Life feels stagnant and unfair. Lockdown where I live seems never ending. I was out jogging two days ago, when a friend shouted my name from across the street and that little gesture made my week.
I, like most people, long for human contact and experiences that don’t involve me always having to be on guard to keep my two-metre distance from people.
COVID-19 is exhausting and for those whom it hasn’t affected in some way or the other, I guess they still view it is an indirect threat since they have made this far without contracting it. Depending on your local guidelines, it can become socially acceptable to let your guard down. Constantly seeing pictures posted online from gatherings and social events makes it seem that it may not be that serious. I think of all the ways the guidelines have changed over the months, how COVID has been politicized with some even calling it a hoax, how mask wearing was first not advised because it seemed counterproductive and how we have subscribed to much tracking and data sharing so as to keep people safe. I reflect on the psychological impact this has on human behaviour and how perceived vigilance can impact those around us.
This week to gain entrance into stores here, you had to book an appointment. While they are relatively straightforward and hassle free and life is gradually moving on, restrictions are a common reminder that this is not over. Even though deaths and case numbers are rising in Guyana, enforcement feels like a long shot and fright behind the pandemic has disappeared.

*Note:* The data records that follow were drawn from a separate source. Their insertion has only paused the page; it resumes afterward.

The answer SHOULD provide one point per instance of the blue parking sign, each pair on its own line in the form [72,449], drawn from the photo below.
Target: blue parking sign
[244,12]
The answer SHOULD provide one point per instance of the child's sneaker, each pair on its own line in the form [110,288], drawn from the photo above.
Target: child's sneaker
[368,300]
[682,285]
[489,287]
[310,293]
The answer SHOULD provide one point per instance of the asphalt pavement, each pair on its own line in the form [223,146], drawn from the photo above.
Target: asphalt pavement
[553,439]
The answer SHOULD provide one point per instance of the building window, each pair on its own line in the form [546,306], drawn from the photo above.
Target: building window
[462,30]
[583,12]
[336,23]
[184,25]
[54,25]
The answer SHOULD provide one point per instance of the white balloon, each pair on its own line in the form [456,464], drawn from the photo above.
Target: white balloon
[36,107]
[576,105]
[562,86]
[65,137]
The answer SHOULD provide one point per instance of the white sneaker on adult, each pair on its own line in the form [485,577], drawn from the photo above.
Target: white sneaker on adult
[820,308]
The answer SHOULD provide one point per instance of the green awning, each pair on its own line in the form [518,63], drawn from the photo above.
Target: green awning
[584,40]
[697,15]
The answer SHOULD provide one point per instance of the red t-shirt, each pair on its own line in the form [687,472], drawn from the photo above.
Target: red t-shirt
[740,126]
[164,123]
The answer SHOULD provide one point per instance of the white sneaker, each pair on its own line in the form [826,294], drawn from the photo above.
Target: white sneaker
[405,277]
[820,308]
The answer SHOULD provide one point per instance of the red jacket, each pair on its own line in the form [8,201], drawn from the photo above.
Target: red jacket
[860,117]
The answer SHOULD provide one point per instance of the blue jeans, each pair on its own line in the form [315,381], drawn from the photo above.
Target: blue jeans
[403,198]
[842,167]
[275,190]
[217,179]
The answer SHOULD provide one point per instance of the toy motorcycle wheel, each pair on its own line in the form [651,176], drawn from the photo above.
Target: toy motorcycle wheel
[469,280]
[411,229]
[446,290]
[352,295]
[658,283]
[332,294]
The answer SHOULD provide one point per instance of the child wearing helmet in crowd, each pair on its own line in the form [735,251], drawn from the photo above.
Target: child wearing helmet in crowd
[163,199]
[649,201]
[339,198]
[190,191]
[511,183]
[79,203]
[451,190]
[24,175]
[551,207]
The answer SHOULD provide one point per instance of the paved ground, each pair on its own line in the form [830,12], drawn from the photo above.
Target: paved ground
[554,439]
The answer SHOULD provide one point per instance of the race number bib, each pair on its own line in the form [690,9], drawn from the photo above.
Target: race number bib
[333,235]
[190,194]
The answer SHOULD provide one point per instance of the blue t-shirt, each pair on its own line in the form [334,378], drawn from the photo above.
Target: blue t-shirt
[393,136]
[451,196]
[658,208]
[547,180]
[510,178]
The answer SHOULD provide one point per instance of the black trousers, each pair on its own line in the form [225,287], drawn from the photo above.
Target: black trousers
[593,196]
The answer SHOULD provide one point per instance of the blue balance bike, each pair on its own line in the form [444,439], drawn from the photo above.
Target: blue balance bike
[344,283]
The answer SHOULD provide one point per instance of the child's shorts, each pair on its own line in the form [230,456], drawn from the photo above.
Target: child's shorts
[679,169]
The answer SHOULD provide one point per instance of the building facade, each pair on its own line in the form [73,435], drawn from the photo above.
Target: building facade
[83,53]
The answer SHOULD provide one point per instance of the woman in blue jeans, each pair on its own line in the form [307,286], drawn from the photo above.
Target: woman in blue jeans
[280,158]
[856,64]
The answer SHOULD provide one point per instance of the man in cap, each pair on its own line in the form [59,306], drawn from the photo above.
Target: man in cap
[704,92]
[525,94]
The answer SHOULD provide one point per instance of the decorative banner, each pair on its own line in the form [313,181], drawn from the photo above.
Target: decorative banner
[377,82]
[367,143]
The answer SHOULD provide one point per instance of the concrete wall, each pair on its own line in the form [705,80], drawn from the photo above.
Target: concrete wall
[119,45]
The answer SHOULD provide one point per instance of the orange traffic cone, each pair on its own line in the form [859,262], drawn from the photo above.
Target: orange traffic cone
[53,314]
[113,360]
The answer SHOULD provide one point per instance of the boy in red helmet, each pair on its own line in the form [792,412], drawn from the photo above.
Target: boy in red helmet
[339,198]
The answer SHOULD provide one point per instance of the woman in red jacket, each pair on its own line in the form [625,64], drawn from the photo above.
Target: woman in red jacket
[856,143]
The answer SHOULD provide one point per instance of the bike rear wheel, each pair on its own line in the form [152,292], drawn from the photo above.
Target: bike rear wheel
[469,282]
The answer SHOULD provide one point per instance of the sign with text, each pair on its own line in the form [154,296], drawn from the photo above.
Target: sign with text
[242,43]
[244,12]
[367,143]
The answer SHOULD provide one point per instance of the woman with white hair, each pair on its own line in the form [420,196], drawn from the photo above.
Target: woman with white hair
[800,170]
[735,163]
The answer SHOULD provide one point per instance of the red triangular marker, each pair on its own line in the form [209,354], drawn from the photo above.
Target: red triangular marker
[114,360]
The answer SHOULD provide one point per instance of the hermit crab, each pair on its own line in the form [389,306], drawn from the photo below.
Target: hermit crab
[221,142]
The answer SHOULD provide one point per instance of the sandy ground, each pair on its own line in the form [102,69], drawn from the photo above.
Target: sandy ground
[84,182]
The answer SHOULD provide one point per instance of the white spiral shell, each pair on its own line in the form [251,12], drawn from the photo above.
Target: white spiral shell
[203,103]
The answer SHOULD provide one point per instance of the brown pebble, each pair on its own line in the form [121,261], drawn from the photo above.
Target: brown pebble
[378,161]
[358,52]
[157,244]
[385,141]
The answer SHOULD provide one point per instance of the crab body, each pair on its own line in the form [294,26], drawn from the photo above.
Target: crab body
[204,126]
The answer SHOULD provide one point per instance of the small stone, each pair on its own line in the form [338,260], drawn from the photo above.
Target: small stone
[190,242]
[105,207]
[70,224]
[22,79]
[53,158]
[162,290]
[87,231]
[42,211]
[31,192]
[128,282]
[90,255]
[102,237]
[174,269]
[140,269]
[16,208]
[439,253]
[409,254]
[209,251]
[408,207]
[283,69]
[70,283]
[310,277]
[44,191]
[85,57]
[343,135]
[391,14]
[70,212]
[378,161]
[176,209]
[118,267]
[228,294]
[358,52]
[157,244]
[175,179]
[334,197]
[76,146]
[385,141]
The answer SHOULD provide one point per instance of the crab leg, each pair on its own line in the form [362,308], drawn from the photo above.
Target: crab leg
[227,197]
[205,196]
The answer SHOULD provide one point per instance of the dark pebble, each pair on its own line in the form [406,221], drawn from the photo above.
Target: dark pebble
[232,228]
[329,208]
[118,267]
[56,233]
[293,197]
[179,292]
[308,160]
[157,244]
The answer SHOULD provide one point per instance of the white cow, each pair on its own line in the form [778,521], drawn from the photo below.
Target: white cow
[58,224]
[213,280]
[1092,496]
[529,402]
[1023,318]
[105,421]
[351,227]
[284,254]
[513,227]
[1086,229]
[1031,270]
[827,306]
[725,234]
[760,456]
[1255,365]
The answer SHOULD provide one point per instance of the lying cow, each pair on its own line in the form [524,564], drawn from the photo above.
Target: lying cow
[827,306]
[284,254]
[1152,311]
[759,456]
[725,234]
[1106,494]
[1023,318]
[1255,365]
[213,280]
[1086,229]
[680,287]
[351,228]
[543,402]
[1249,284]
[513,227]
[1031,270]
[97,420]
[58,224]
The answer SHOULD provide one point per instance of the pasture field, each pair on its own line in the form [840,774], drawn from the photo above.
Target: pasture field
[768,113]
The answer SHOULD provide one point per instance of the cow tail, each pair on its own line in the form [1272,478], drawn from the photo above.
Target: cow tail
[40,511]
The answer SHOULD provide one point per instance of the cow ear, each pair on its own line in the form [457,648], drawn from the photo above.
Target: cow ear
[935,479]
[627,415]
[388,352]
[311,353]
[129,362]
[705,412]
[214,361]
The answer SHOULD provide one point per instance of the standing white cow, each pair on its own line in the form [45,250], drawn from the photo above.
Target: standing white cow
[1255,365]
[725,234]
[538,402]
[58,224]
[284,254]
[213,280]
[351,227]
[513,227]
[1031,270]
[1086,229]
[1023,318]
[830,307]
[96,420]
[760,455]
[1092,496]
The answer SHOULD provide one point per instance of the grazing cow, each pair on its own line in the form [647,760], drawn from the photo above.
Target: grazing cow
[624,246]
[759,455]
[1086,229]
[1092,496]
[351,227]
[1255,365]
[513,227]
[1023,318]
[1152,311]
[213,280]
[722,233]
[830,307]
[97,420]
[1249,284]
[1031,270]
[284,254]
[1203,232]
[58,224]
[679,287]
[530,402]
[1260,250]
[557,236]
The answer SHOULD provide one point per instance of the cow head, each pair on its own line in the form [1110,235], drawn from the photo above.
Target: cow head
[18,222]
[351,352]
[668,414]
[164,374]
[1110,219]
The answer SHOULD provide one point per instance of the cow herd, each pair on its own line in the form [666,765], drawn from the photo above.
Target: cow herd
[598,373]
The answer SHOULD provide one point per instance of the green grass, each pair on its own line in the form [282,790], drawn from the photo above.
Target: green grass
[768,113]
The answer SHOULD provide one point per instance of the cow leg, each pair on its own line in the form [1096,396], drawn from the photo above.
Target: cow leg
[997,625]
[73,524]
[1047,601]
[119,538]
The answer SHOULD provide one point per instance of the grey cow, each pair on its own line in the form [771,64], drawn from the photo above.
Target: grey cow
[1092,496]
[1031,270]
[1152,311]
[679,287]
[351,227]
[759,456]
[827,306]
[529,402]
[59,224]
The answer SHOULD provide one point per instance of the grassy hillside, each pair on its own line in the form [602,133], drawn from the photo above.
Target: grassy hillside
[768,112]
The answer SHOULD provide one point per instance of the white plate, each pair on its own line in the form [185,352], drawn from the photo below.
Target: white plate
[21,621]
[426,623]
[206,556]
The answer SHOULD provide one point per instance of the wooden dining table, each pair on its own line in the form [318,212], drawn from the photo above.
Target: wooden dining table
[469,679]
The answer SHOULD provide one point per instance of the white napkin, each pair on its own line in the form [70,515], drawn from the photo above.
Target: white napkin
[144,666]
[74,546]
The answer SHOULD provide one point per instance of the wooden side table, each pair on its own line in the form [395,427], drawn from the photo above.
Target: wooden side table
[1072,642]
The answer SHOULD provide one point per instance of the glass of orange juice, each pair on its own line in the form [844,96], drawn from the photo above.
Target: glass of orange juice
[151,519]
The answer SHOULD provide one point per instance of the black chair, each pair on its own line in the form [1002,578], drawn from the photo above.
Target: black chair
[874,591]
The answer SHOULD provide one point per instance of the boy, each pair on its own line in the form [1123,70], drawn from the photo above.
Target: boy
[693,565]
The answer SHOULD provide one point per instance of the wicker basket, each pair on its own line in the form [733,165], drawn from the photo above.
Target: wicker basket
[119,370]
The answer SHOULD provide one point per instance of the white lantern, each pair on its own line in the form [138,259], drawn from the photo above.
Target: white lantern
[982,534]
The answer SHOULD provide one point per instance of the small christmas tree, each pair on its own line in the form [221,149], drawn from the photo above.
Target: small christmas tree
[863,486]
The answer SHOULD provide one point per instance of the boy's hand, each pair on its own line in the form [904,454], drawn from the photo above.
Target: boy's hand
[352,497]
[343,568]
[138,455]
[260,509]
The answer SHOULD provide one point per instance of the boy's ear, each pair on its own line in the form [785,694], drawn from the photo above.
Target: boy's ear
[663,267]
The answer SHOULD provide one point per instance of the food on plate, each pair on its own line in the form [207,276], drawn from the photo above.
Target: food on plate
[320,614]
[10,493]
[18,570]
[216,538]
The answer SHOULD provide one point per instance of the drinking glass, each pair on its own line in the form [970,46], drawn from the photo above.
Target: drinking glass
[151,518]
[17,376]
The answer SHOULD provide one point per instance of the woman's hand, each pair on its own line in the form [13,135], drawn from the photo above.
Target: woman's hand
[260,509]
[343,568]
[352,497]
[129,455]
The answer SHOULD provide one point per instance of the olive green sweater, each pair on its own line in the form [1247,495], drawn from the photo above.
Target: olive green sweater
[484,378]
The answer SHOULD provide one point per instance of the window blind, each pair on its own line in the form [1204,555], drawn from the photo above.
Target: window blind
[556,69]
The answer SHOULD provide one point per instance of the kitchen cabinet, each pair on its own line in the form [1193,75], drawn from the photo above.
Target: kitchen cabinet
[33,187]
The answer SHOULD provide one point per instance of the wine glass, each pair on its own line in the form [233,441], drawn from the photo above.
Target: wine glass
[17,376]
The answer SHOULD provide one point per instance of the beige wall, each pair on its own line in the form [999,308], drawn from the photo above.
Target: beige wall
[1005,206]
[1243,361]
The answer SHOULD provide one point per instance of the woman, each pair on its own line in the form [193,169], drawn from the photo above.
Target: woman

Pandemic posers and posters
Most of us may have probably developed a social bubble but even with social bubbles nothing is really guaranteed particularly now since new COVID variants are popping up. If you must have your social bubble gatherings keep them off social media. Pictures can tell a thousand words and in the midst of a global pandemic no one will read into it and say they are all probably only meeting each other but rather, people are meeting while they are at home trying to minimize the spread. It breaks the social contract between citizens. It also influences carelessness.
Mask shame
Sometimes I tend to keep my mask on even when I am on an empty street walking home from the city. I have become comfortable with it. When I forget to put on – and this is rare – I feel guilt, because the majority of people around me are always doing their part. I can’t begin to imagine the isolation people feel when they are alone in protecting themselves, it can make you feel as if you are overreacting. Wear your masks even if you are the only one in the room doing so. Wear your mask even if you have had COVID and are fully recovered or have had your vaccine. None of these things assure you will not be infected again. The basic guidelines around this virus have not changed. Masks will be with us for a long time.
Our individual behaviour affects and influences those around us more than we can imagine. We may take some time to get this pandemic fully under control but the least we can do is try to influence each other in the best way possible.